И мы, весело смеясь, убежали вниз, к кишлаку. У поворота дороги сидел торговец с лотком и при свете керосиновой лампы спорил с покупателем. Он очень удивленно посмотрел на нас и что-то прокричал.
– Что ему надо, чего орет? – спросил Ветишин. – Хоть бы кто-нибудь их язык понимал. В следующий раз Арамова нужно взять.
– В другой раз автомат нужно брать с собой. Тогда и патруль можно пугнуть, и "духов" завалить, если что, – резко оборвал его я. – У кого-нибудь, кроме меня, есть что-либо с собой?
– А что есть у тебя? – поинтересовался удивленно Грымов.
– У меня – две РГО в боковых карманах штанов, по костям очень больно стучат. Сейчас запалы вверну – и уже вооружен. – И с этими словами я принялся вкручивать запалы.
– Вооружен! Только себя и нас подорвать сможешь, – усмехнулся Марасканов.
– Что-то о возвращении мы не подумали, – задумчиво почесал "череп" Острогин. – Я даже гранату и ту не захватил. Но кто же знал, кто мог предположить, что мы досрочно вернемся. Такой огромный штаб, обширный женский контингент, и так бесславно возвращаемся. Мне даже стыдно за себя, а за вас тем более.
– Мужики, я вижу, как Острогин действительно краснеет, – объявил Ветишин. – Ему и вправду стыдно.

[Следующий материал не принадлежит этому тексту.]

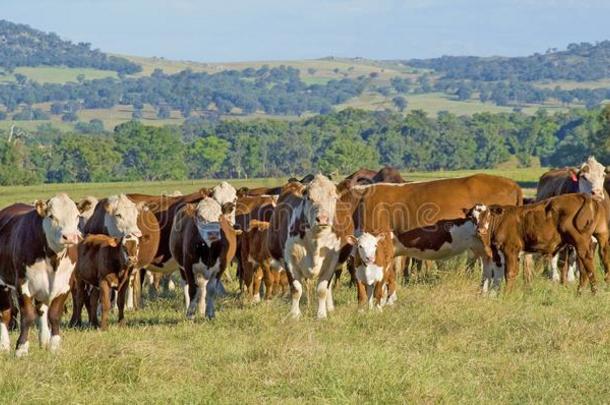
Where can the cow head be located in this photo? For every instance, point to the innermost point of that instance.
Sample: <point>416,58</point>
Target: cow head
<point>481,216</point>
<point>60,219</point>
<point>121,216</point>
<point>86,207</point>
<point>591,176</point>
<point>224,193</point>
<point>207,215</point>
<point>130,249</point>
<point>366,246</point>
<point>320,202</point>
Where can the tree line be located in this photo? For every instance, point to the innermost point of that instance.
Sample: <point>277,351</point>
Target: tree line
<point>338,142</point>
<point>277,90</point>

– Хватит болтать, быстрее идите и молчите, накличете беду, – забурчал Грымов. – Как бы "торгаш" этот "духов" за нами не послал.
Неожиданно со стены, которая возвышалась вокруг афганского музея, кто-то громко окликнул нас.
– Тохта (стой)!
– Бача, дуст! Салам, шурави командор буру (друг, здравствуй, русские командиры идут), – крикнул Острогин.
– Салам алейкум! Буру-буру (идите). Сигарет? Сигарет?
– Нист, нист (нет)! Не курим, – ответил я ему.
– На, друг, кури. У меня есть. – И Ветишин бросил пачку сигарет солдату.
– Спасиба, карашо, командор.
Весело помахав "сарбосу" руками, вытирая выступивший холодный пот, кинулись мы бежать дальше по дороге к полку.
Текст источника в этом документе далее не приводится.